Coral bleaching occurs when coral becomes unhealthy and white due to environmental conditions that are not suited for algae (zooxanthellae) to remain in the tissues of coral. According to the National Oceanic and Atmospheric Administration (NOAA), coral and algae depend on each other to live. Algae leave coral when coral becomes stressed, causing the coral to become even more stressed and vulnerable to disease. When all the algae are gone, the corals become “bleached”. Coral bleaching is caused by warming temperatures of the ocean, pollution, overexposure to sunlight, low tides, and sometimes even water temperatures that are too cold.
When coral turns completely white, this does not mean it is dead. Corals get their color from the algae that live in their tissues. The Nature Conservancy states that algae provide food to the corals through the carbohydrates they produce during photosynthesis. After the algae are gone, there is no longer a food source for the coral. This is when the corals change their color to white. Corals can survive after being “bleached” if algae are reabsorbed before they die.

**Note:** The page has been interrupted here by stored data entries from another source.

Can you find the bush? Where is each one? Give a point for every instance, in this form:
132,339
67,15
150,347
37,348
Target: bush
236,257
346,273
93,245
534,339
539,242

The Great Barrier Reef Foundation stated that the worst bleaching event was in 2016 in the Great Barrier Reef in the Coral Sea, on Australia’s northeastern coast. It was triggered by record breaking ocean temperatures which reflect evidence of global warming caused by climate change. The Great Barrier Reef Marine Park Authority is now back in the water surveying the survivorship and recovery rates of coral after the recent bleaching event. Some are afraid that the Great Barrier Reef is damaged beyond full recovery. The Great Barrier Reef Marine Park Authority believe this event reinforces the need for an international effort to remediate climate change. Also, as a nation, Australia should try to reduce pressures on the Great Barrier Reef.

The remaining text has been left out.